Phoenix, en revanche, c’est le retour de l’Histoire allemande dans le polar. Petzold n’avait nulle envie de faire encore l’un de ces films stupides où on « parle nazi », avec uniformes, beuglements bestiaux et bras tendus. Il a voulu faire un film avec les silences et les demi-tons de l’époque, un peu, dit-il lui-même, comme Le Silence de la mer, ce beau roman de Vercors adapté au ciné. Et même, sur le rien, du moins sur ces tragiques bulles de mémoire qui tiennent lieu de réel : ainsi, cette femme méconnaissable qui, dans Phoenix, ré- épouse son époux, mais finit par se retrouver et se perdre elle-même en retrouvant sa voix de chanteuse.

Un cinéma de l’entre-deux, du passage, bien plutôt que du non-lieu (au sens que donne le sociologue Marc Augé, très justement mentionné par Petzold à ce terme) : c’est Phoenix (2014), c’est bien évidemment Transit (2018) – et peut-être plus encore, Die innere Sicherheit (Contrôle d’identité, 2000), vu hier soir.
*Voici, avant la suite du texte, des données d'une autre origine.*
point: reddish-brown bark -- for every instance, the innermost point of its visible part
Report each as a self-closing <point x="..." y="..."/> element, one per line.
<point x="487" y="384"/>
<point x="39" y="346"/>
Les personnages de ces films se construisent une vie dans ce milieu, sur ces terres intermédiaires, cet entre-deux. Ils le chargent de sens, du sens qu’ils charrient dans la narration qu’édifie lentement le film. C’est cela, die verzauberte Wirklichkeit ( la réalité enchantée) : la devise de l’Ecole de Berlin.

Christian Petzold, ce sont aussi des interprètes fascinants et fascinantes, magnifiquement dirigé-es : Nina Hoss, Julia Hummer, Paula Beer, Sabine Timoteo et… impressionnante, la toute jeune Barbara Auer de Contrôle d’identité. Ce sont elles qui enchantent la réalité ; et dans ce coup de baguette magique, elles sont infiniment davantage que de simples instruments.

Christina Petzold, on s’en aperçoit, a offert un tableau très dense et très circonstancié de son œuvre passée et présente. D’autres réalisations passionnantes nous attendent.

Le Festival AUGENBLICK, comme nous le répétons tous les jours avec un malin plaisir, se poursuivra jusqu au 23 novembre. Les prix seront remis le 18 décembre au soir.